Figure 6 caption: The caption appears split across two paragraphs with a line break after “Figure 6”. This should be reformatted as a single continuous caption.

Response:
Thank you for noting this formatting issue. We reformatted the Figure 6 caption as a single continuous caption.

Revision made:
The caption now reads:

“Figure 6. Comparison between the MHSI and the external comparative Riskmap: (a) MHSI after normalization to 0–1; (b) Riskmap after normalization to 0–1; (c) residual-difference map between the two surfaces; and (d) pixel-level Pearson correlation scatter plot.”

Comment 7.
Section 2.2.3 heading: “Verified case data” is not capitalised consistently with other section headings.

Response:
Thank you. We corrected the heading to “Verified Case Data” to ensure capitalization consistency with other section headings.

Comment 8.
Lines 578–579: The sentence beginning “Third, following the broader synthesis of Marti et al.” lacks a full stop before it, running into the preceding sentence.

Response:
Thank you for identifying this typographical error.
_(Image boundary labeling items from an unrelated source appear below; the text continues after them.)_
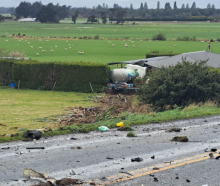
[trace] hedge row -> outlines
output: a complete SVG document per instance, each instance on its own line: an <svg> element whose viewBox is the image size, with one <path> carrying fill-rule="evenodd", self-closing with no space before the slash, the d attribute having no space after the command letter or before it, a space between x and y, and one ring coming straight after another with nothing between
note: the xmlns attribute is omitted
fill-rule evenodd
<svg viewBox="0 0 220 186"><path fill-rule="evenodd" d="M0 61L1 65L8 73L1 69L0 82L4 85L15 82L16 87L19 82L19 88L25 89L79 92L91 92L93 89L94 92L100 92L109 81L107 65L95 63Z"/></svg>

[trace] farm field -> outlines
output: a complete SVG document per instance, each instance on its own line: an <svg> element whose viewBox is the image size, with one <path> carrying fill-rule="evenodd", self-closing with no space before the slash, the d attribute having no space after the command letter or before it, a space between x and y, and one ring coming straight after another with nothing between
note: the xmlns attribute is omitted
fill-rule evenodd
<svg viewBox="0 0 220 186"><path fill-rule="evenodd" d="M66 20L64 20L66 21ZM0 23L0 35L25 34L32 37L94 37L99 35L104 38L148 38L162 32L167 39L177 37L196 36L197 39L217 39L220 38L220 24L206 22L139 22L132 25L125 23L116 24L83 24L86 19L77 19L76 24L41 24L22 22L2 22Z"/></svg>
<svg viewBox="0 0 220 186"><path fill-rule="evenodd" d="M151 51L183 53L207 50L208 43L200 41L140 41L85 39L15 39L0 37L7 52L20 51L37 61L120 62L146 58ZM125 47L125 43L129 47ZM115 45L115 47L112 46ZM177 45L177 47L174 47ZM133 47L135 46L135 47ZM212 52L220 53L220 43L212 43ZM33 47L33 48L31 48ZM39 49L39 47L42 47ZM46 52L42 52L46 50ZM53 50L54 52L51 52ZM78 52L84 54L78 54ZM39 55L37 55L37 53Z"/></svg>
<svg viewBox="0 0 220 186"><path fill-rule="evenodd" d="M17 90L0 87L0 135L20 129L57 128L56 124L37 122L39 118L67 114L68 107L95 106L92 94Z"/></svg>

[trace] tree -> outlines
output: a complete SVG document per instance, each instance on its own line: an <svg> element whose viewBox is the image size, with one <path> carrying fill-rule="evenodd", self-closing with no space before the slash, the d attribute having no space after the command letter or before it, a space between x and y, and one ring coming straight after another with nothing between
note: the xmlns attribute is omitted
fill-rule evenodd
<svg viewBox="0 0 220 186"><path fill-rule="evenodd" d="M160 1L157 1L157 10L160 9Z"/></svg>
<svg viewBox="0 0 220 186"><path fill-rule="evenodd" d="M31 3L23 1L15 9L16 17L19 18L23 16L26 18L30 15L31 13L30 10L31 10Z"/></svg>
<svg viewBox="0 0 220 186"><path fill-rule="evenodd" d="M211 4L209 3L208 5L207 5L207 9L210 9L211 8Z"/></svg>
<svg viewBox="0 0 220 186"><path fill-rule="evenodd" d="M103 24L105 24L105 23L107 22L105 12L101 12L101 19L102 19L102 23L103 23Z"/></svg>
<svg viewBox="0 0 220 186"><path fill-rule="evenodd" d="M72 15L72 21L74 24L76 24L76 19L77 19L78 15L79 15L79 10L76 10L74 12L74 14Z"/></svg>
<svg viewBox="0 0 220 186"><path fill-rule="evenodd" d="M184 107L191 103L220 100L220 74L211 71L206 62L183 61L176 66L162 67L148 74L140 86L143 104L152 104L157 111L168 107Z"/></svg>
<svg viewBox="0 0 220 186"><path fill-rule="evenodd" d="M58 19L56 17L57 11L54 8L52 3L49 3L47 6L43 6L40 11L37 13L36 18L41 23L51 22L57 23Z"/></svg>
<svg viewBox="0 0 220 186"><path fill-rule="evenodd" d="M0 14L0 22L4 21L5 17L3 15Z"/></svg>
<svg viewBox="0 0 220 186"><path fill-rule="evenodd" d="M174 2L173 9L177 9L176 1Z"/></svg>
<svg viewBox="0 0 220 186"><path fill-rule="evenodd" d="M148 9L148 6L147 6L147 3L146 3L146 2L144 3L144 9L145 9L145 10Z"/></svg>
<svg viewBox="0 0 220 186"><path fill-rule="evenodd" d="M140 9L141 9L141 10L144 9L144 5L143 5L143 3L141 3L141 5L140 5Z"/></svg>
<svg viewBox="0 0 220 186"><path fill-rule="evenodd" d="M191 6L191 9L196 9L196 3L193 2L192 6Z"/></svg>
<svg viewBox="0 0 220 186"><path fill-rule="evenodd" d="M126 9L118 8L116 14L117 24L119 23L123 24L123 17L125 16L125 14L126 14Z"/></svg>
We inserted the missing full stop and separated the sentence properly. The revised text now reads:

“Its contribution therefore lies not in long-term operational forecasting, but in achieving closer alignment between a high-resolution environmental suitability surface and the fine-scale spatial pattern of a documented epidemic episode. Third, following the broader synthesis of Marti et al. [25], …”

Comment 9.
The manuscript still has occasional instances of underlined text visible in the PDF, which may be residual tracked changes or formatting artefacts. These should be cleaned before final submission.

Response:
Thank you for this careful observation. We checked the manuscript and removed residual underlined text, tracked-change artifacts, and other formatting inconsistencies before resubmission. We also reviewed figure captions, headings, abbreviations, punctuation, and equation formatting to ensure a clean final version.